I had my fun with Animal Crossing that year. Eventually, our dog peed on the GameCube, so it short circuited and had to be tossed out. My brother replaced it with an Xbox, and the rest is history.
Flash-Forward to Animal Crossing: Pocket Camp
You can imagine my excitement when Animal Crossing: Pocket Camp was released almost sixteen years later. It took most of the storage space on my phone to complete the download, but I couldn’t wait to resurrect WeWoo and get to trading those fruits for tables and clothes.
Imagine my surprise when I realized the mobile application was nothing like the GameCube game. You could only visit four areas, one animal at a time. You traded fruits and fish for supplies, which you could then use to build furniture to decorate your little campsite. There was nothing to do besides collect things and trade them for building materials. There were no competitions, no fun cockroaches to stomp out of your tiny house, and no exciting trips to the dump. All my favorite features were missing. It was devastating.
I found myself looking forward to receiving the constant warning that my Wi-Fi signal wasn’t strong enough to play. The suspense felt in the moments before the load screen queued up was the only exciting part about the game.
Reaching New Heights: Level 99 and Beyond
How exactly did I end up reaching level 99? I’m not entirely sure. There were definitely times when I was sitting at home preparing to make dinner, when I’d look down to discover I’d been mindlessly playing Animal Crossing: Pocket Camp for twenty minutes.
I’d invited new animals to my campsite and harvested dozens of flowers that served no purpose. My character was wearing overalls, flip flops, and aviators. I don’t even remember changing her outfit. This game was so boring it didn’t even require consciousness to play.
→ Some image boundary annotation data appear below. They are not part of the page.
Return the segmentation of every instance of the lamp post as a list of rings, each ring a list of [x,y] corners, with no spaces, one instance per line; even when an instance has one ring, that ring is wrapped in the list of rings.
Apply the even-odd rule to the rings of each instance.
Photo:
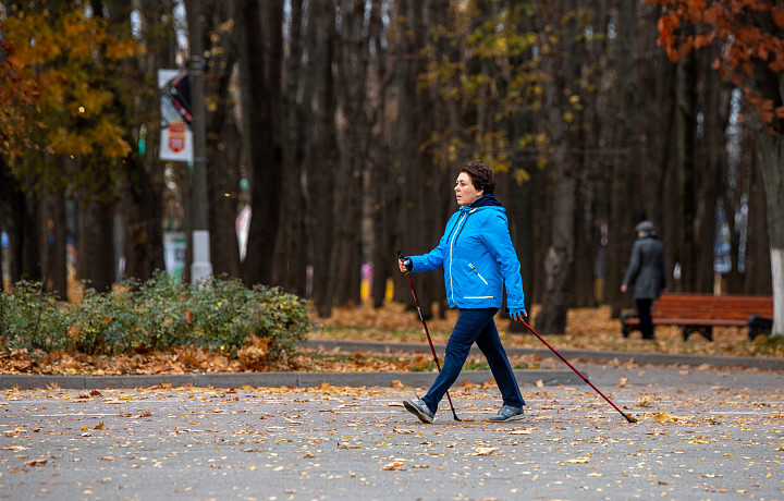
[[[207,157],[205,155],[204,106],[204,53],[201,44],[201,2],[189,0],[187,4],[188,32],[191,34],[191,98],[193,109],[194,168],[191,216],[193,218],[193,262],[191,283],[199,284],[212,274],[209,252],[209,224],[207,218]]]

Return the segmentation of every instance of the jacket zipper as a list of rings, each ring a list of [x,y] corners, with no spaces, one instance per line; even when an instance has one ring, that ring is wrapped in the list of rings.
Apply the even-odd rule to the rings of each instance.
[[[479,277],[479,278],[481,279],[481,281],[485,282],[485,285],[489,285],[489,283],[487,283],[487,280],[485,280],[485,277],[482,277],[481,274],[479,274],[479,271],[477,271],[477,269],[474,268],[474,265],[471,265],[471,264],[469,262],[468,266],[470,267],[470,269],[474,270],[474,272],[477,274],[477,277]]]
[[[457,224],[455,224],[455,229],[457,229],[460,227],[462,219],[463,219],[463,215],[461,213],[460,218],[457,219]],[[458,234],[460,234],[460,232],[455,232],[454,236],[452,236],[452,240],[450,241],[450,289],[452,290],[452,303],[455,302],[454,301],[454,279],[452,278],[452,255],[454,254],[454,241],[457,239]]]

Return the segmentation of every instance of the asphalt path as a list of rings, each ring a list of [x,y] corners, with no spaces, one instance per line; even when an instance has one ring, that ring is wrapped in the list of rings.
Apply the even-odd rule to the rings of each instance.
[[[509,424],[491,381],[432,425],[424,388],[5,389],[0,499],[784,499],[784,372],[580,369],[639,421],[581,380],[522,384]]]

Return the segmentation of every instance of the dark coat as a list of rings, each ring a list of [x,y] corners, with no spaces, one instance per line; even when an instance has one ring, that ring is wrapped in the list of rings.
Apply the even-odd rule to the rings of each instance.
[[[632,260],[623,284],[635,300],[656,300],[666,288],[664,274],[664,244],[656,236],[637,239],[632,247]]]

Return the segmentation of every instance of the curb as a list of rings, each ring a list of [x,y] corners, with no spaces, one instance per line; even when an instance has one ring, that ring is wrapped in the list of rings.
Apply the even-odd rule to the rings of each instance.
[[[345,352],[425,352],[430,353],[428,344],[419,343],[383,343],[376,341],[331,341],[311,340],[308,346],[313,349],[335,350]],[[436,344],[436,350],[443,353],[444,345]],[[505,346],[507,355],[536,355],[542,358],[552,358],[555,355],[548,349],[529,349]],[[481,352],[475,345],[471,355]],[[667,353],[644,352],[607,352],[590,350],[559,350],[559,353],[569,362],[634,362],[641,365],[683,365],[698,367],[705,364],[714,367],[740,367],[760,370],[784,370],[784,358],[752,357],[752,356],[719,356],[719,355],[671,355]],[[561,363],[559,361],[559,363]]]
[[[519,386],[577,384],[583,380],[572,370],[515,370]],[[406,387],[427,388],[436,372],[215,372],[160,376],[42,376],[0,375],[0,389],[25,390],[57,387],[71,390],[149,388],[161,384],[197,388],[295,387],[313,388],[324,383],[344,387],[390,387],[394,381]],[[455,384],[481,384],[492,379],[489,370],[464,370]],[[395,383],[397,384],[397,383]]]

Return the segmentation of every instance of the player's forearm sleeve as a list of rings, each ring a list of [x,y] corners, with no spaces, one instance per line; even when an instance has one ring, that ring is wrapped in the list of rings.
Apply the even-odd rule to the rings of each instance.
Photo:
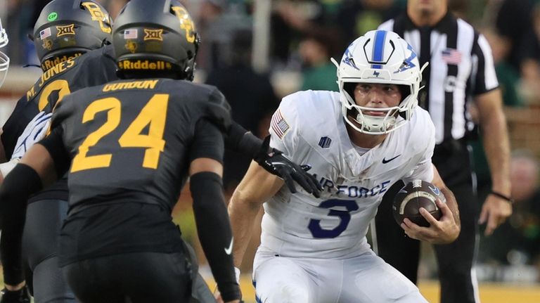
[[[54,162],[56,176],[61,176],[68,172],[71,165],[71,158],[65,150],[62,136],[63,127],[58,126],[53,129],[51,134],[39,142],[49,151]]]
[[[223,198],[221,179],[204,172],[190,178],[199,240],[224,301],[240,299],[234,274],[233,234]]]
[[[24,280],[21,245],[25,226],[26,201],[41,189],[41,180],[35,170],[18,164],[6,176],[0,188],[0,222],[2,236],[0,253],[4,265],[4,282],[17,285]]]
[[[262,146],[262,140],[233,122],[225,136],[225,147],[254,157]]]

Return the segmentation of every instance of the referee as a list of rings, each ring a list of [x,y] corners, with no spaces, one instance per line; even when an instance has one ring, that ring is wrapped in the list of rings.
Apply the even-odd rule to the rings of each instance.
[[[478,302],[474,271],[478,224],[487,224],[488,236],[512,214],[510,148],[491,49],[470,25],[448,11],[447,0],[409,0],[406,12],[379,29],[394,31],[409,42],[419,55],[420,66],[430,63],[423,73],[425,87],[418,101],[430,112],[435,125],[433,163],[456,195],[461,216],[458,239],[435,247],[441,302]],[[480,218],[465,141],[472,125],[467,115],[469,101],[474,101],[480,112],[480,128],[493,184]],[[402,186],[401,182],[394,184],[394,191],[389,191],[379,207],[374,246],[382,259],[416,283],[420,243],[404,236],[390,211],[392,199]]]

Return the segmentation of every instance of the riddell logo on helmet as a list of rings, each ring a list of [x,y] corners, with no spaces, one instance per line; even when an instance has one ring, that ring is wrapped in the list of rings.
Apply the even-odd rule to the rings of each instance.
[[[150,61],[148,60],[137,60],[134,61],[124,60],[118,63],[118,67],[121,70],[166,70],[172,69],[172,65],[168,62]]]
[[[58,64],[58,63],[60,63],[61,62],[65,62],[65,61],[67,61],[68,60],[74,59],[74,58],[77,58],[77,57],[78,57],[78,56],[79,56],[81,55],[82,55],[82,53],[75,53],[72,56],[65,56],[65,55],[64,55],[62,57],[56,57],[53,60],[51,60],[51,59],[46,60],[43,61],[43,63],[41,63],[41,69],[43,70],[47,70],[49,68],[51,68],[54,65],[57,65],[57,64]]]

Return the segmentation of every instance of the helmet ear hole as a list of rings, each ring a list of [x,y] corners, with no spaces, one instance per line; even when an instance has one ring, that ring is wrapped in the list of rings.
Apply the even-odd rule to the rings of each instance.
[[[354,89],[356,88],[358,83],[354,82],[345,82],[343,84],[343,90],[349,94],[349,96],[354,101]]]
[[[399,94],[401,94],[401,102],[403,102],[411,94],[411,87],[407,85],[398,85],[397,89],[399,90]]]

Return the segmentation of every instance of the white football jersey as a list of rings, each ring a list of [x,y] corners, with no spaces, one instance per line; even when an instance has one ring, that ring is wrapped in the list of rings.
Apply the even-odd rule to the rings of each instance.
[[[285,97],[272,117],[271,146],[312,166],[320,198],[286,186],[264,205],[262,245],[283,256],[345,259],[369,245],[366,234],[382,195],[399,179],[432,181],[435,127],[417,107],[411,121],[360,155],[347,134],[340,95],[306,91]]]

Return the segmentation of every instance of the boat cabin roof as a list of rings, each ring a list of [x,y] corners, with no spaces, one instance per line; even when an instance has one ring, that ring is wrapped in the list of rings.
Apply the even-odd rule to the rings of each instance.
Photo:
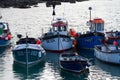
[[[35,38],[21,38],[19,41],[16,42],[16,44],[26,44],[30,43],[30,44],[36,44],[37,39]]]
[[[64,27],[64,26],[68,26],[68,22],[66,19],[62,19],[62,18],[57,18],[54,21],[52,21],[51,24],[53,27]]]

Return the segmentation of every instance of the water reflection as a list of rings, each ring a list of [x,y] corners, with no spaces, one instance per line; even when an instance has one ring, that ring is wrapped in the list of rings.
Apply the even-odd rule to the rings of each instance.
[[[14,62],[13,63],[13,72],[14,72],[14,77],[15,79],[20,79],[20,80],[24,80],[24,79],[36,79],[38,78],[38,76],[40,76],[39,73],[43,72],[43,68],[45,66],[45,62],[42,61],[41,63],[32,66],[30,68],[23,67],[20,66],[18,63]]]

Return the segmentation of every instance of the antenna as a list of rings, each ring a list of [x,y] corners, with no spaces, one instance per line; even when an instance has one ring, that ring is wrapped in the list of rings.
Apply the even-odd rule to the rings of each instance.
[[[91,10],[92,10],[92,7],[89,7],[88,9],[90,10],[90,21],[91,21]]]

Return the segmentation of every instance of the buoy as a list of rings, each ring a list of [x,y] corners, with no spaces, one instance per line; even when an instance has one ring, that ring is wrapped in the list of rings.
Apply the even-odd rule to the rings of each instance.
[[[38,39],[38,40],[36,41],[36,44],[41,44],[41,41]]]

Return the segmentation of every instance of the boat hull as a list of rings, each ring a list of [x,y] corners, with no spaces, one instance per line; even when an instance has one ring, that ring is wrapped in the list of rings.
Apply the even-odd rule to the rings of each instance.
[[[86,64],[80,61],[60,61],[60,66],[64,70],[76,73],[80,73],[86,69]]]
[[[102,44],[103,39],[104,39],[103,33],[83,34],[77,39],[77,47],[83,49],[93,49],[95,45]]]
[[[99,60],[107,63],[120,64],[120,50],[113,52],[104,52],[95,47],[94,51],[96,58]]]
[[[22,47],[19,49],[17,47],[20,46],[16,46],[16,48],[13,49],[14,61],[22,64],[23,66],[28,65],[28,67],[30,67],[39,63],[41,60],[43,60],[46,54],[44,50],[31,48],[30,46],[27,48]]]
[[[52,52],[63,52],[72,48],[72,40],[70,37],[53,37],[42,41],[45,50]]]
[[[89,66],[87,59],[76,54],[60,54],[59,65],[61,69],[80,73]]]

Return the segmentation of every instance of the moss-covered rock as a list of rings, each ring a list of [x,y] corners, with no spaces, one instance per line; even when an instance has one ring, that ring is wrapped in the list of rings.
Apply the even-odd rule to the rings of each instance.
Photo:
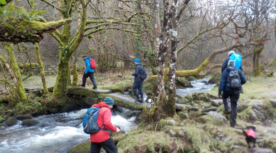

Every night I would lie in bed, playing Animal Crossing: Pocket Camp until I inevitably passed out from boredom. As someone who’s suffered from insomnia for most of her life, I can’t tell you how incredible it is to feel yourself lulled to sleep. This game cured me. It was compelling enough to distract me from the mundane but mindless enough to play as I was drifting off.
I heard about the players who designed their campsites to look like internment camps and small bunny prisons. I hopped on that bandwagon right away—how could I not? But in time, I felt an attachment to my tiny digital animal friends and wanted them to feel comfortable when visiting my campsite. Does this reflect my blossoming maternal instinct as I near the ripe age of 30? Probably not.
Over time, I leveled up. I picked a lot of apples and handed them out to various cows and monkeys who most definitely didn’t eat them.
I hid the game in a folder on my phone titled “Important” so none of my friends or coworkers would know my secret. To this day, I can’t explain the compulsion.
Minding my own business, slaving away at the office, I would suddenly feel an urgent need to play. It quieted my mind, kept my hands from fiddling on Instagram or Facebook, and ultimately calmed me down enough to get back to my daily routine.
It’s almost been a year since the game’s release. There’s a chance I’m the only person in the U.S. still playing Animal Crossing: Pocket Camp, but I can’t stop now.
Since writing this article, I successfully hit level 100. I don’t want to spoil the surprise as to what happens once you pass this milestone, but I’ll give you a hint: literally nothing.